DE102018109337A1 - Method for producing a TCO layer and article with a TCO coating - Google Patents

Abstract

A transparent, electrically conductive oxide coating (TCO coating), in particular indium tin oxide coating (ITO coating), is applied to a substrate, for example a metal or glass article, as follows:
A flat, transparent, flexible or rigid carrier object (4) is provided,
- On the support object (4), a metallic absorption layer (5), in particular tin layer, and a TCO layer (6) is applied in the PVD method,
the carrier object (4) is placed on a substrate (7),
- Material of the TCO layer (6) is transferred by laser irradiation from the carrier object (4) on the substrate (7).

Description

The invention relates to a method for producing a TCO layer, that is to say a transparent, electrically conductive layer, in particular an indium tin oxide layer (ITO layer), on a substrate. Furthermore, the invention relates to an article with a TCO coating, in particular an ITO coating.

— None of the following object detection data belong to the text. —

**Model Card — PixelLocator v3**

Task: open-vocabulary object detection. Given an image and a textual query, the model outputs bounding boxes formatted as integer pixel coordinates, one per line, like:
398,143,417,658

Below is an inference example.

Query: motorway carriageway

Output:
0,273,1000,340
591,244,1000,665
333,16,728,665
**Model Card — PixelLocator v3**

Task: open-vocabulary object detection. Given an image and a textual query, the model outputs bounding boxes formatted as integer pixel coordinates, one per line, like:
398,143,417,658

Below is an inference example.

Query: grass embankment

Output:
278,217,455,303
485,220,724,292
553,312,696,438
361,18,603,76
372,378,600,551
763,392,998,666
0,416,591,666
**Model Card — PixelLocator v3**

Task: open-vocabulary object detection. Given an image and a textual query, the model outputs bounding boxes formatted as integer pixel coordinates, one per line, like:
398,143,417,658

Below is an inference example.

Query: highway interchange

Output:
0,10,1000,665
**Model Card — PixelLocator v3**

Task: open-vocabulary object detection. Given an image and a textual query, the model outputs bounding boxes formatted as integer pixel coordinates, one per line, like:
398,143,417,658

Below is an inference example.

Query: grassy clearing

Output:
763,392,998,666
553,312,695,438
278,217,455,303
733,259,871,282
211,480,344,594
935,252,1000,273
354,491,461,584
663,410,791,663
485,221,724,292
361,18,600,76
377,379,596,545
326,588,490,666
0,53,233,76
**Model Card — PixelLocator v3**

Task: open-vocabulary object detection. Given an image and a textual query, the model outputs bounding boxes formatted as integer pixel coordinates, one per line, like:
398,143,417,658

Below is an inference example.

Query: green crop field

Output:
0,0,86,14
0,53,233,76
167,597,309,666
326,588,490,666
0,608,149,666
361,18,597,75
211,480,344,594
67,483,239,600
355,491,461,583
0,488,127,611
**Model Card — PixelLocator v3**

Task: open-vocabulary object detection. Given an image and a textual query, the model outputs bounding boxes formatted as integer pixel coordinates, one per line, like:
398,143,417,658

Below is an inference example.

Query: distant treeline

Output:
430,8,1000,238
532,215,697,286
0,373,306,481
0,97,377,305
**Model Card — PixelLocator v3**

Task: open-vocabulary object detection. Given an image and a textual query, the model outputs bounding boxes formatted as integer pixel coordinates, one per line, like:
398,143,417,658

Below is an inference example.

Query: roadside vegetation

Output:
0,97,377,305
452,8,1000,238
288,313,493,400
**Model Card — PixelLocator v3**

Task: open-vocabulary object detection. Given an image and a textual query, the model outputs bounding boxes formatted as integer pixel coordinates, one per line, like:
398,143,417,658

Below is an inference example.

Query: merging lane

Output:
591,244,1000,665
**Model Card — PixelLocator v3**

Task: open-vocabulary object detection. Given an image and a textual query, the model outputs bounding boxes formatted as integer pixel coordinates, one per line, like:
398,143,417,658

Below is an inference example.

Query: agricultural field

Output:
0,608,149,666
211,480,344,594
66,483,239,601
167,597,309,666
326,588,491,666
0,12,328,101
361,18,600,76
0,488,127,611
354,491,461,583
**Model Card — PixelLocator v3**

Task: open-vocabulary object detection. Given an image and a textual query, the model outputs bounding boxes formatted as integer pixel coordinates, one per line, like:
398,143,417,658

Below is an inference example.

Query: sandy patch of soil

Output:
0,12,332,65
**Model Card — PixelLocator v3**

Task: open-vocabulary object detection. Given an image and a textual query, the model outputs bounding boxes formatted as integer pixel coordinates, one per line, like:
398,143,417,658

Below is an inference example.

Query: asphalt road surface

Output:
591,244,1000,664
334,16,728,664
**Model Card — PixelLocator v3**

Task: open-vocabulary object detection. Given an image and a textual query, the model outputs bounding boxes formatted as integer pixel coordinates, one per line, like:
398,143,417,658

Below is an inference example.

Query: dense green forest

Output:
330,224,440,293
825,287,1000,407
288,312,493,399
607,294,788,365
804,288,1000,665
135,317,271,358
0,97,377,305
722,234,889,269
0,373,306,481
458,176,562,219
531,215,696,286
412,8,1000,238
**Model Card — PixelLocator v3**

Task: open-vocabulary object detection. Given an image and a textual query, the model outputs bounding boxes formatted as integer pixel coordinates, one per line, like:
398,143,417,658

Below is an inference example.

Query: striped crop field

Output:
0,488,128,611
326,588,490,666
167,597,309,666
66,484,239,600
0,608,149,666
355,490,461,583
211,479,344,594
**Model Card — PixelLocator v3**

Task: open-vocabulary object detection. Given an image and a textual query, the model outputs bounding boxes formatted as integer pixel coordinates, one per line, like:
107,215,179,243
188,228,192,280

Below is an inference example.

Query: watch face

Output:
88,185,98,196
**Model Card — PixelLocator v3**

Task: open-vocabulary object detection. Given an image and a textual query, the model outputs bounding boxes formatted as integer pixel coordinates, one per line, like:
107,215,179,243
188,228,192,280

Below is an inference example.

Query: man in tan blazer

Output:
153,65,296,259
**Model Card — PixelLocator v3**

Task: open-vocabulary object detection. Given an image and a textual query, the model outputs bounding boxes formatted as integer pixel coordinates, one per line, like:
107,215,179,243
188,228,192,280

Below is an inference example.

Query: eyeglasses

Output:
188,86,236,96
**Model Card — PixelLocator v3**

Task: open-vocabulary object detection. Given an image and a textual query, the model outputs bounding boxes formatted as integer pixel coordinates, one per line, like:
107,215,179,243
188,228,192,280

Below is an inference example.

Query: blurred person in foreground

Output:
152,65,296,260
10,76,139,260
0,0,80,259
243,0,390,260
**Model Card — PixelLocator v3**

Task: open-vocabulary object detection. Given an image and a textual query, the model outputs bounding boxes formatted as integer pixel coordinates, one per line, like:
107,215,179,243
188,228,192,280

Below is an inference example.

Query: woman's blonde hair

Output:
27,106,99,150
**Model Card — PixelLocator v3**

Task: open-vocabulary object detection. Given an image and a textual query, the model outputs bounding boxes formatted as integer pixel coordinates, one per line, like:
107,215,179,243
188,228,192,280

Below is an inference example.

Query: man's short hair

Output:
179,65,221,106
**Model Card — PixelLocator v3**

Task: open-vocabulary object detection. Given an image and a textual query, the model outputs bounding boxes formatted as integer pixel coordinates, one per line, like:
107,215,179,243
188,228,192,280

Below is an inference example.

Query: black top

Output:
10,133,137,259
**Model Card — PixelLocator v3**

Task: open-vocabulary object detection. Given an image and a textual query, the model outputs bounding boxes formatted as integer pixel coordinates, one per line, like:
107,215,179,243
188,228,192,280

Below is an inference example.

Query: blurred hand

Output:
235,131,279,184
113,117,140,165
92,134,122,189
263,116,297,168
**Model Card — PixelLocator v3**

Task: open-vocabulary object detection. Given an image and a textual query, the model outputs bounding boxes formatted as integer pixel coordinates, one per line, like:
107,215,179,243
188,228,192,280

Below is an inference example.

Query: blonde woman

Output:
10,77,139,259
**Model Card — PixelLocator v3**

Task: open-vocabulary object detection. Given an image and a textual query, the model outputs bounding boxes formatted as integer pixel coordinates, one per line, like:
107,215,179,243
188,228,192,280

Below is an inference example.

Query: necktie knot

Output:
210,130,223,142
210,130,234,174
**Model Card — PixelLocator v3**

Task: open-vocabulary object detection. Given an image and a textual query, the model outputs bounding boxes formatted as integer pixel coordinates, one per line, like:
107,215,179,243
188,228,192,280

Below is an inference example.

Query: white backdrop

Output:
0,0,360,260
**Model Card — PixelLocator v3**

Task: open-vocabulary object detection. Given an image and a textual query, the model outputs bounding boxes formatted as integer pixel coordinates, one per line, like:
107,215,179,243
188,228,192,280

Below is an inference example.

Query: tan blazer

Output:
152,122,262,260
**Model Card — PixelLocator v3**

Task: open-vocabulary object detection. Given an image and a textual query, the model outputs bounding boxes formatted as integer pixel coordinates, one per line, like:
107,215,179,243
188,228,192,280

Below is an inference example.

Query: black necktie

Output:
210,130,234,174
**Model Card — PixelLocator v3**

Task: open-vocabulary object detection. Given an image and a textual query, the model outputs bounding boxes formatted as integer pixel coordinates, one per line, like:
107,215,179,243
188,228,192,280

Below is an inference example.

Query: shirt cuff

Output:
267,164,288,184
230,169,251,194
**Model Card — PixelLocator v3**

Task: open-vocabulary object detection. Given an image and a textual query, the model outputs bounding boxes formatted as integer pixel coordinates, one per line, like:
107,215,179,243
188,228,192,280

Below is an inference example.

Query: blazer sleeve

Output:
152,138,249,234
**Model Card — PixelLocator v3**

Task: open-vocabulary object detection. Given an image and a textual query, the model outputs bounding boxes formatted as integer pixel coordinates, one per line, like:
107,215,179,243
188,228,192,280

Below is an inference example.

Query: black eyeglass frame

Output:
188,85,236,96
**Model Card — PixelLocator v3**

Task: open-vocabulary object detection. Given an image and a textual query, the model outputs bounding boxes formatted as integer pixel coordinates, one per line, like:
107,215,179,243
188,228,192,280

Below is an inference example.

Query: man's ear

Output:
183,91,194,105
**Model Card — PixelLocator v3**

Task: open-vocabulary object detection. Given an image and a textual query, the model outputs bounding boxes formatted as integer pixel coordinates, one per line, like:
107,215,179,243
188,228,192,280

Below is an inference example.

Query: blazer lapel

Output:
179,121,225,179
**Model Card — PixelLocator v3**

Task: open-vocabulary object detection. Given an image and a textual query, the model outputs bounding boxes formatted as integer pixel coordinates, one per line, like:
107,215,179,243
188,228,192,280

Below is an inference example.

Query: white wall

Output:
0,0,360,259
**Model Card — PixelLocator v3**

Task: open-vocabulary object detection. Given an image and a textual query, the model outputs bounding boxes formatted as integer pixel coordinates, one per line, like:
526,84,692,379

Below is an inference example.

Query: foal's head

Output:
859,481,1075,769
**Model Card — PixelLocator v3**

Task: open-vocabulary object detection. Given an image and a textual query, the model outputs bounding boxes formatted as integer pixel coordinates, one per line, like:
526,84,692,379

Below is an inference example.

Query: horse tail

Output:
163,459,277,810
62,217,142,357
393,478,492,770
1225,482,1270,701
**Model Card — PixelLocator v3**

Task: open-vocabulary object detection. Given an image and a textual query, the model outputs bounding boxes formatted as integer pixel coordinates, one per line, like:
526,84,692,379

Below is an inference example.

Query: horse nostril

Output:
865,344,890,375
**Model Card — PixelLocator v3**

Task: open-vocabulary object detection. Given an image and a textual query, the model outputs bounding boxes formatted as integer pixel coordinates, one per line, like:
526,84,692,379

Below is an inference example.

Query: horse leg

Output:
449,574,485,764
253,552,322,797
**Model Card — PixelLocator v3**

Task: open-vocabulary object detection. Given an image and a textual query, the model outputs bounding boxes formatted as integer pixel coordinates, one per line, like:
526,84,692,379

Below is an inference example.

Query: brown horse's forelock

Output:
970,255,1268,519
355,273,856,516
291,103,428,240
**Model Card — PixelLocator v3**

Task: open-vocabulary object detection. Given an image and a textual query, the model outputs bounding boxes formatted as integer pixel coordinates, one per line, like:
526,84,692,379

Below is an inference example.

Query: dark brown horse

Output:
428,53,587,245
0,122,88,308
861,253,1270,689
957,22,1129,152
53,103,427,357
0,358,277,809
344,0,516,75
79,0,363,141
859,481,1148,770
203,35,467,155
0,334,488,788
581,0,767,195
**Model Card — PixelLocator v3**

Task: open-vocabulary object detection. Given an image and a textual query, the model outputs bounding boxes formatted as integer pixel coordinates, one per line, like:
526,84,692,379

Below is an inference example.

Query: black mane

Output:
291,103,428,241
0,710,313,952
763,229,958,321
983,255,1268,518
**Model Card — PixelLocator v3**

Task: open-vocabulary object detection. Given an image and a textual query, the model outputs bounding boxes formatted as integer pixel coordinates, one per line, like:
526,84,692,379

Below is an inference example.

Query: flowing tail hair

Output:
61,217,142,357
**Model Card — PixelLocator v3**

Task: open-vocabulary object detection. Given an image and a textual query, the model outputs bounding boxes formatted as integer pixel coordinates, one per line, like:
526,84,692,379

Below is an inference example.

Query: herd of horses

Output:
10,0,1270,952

A method for producing an optically scattering TCO layer on a substrate is, for example, from DE 10 2011 005 757 B3 known. The TCO layer should be structurable by etching.

Transparent Conductive Oxide (TCO) layers are electrically conductive coatings with low absorption of visible light electromagnetic waves. Examples of transparent conductive oxides are Indium Tin Oxide (ITO), Floortine Oxide (FTO), Aluminum Zinc Oxide (AZO) and Antimony Tin Oxide (ATO).

A method for producing an ITO layer is disclosed, for example, in U.S. Pat DE 10 2009 031 483 A1 described. As part of this process, various metals from locally separated containers are vaporized in such a way that the evaporation lumps of the evaporated metals mix.

Another method for producing an ITO layer is known from DE 10 2014 003 599 A1 known. In this case, an indium tin oxide layer is initially on a donor ribbon. Due to the effect of temperature, the transfer of ITO from the donor ribbon to a substrate is provided.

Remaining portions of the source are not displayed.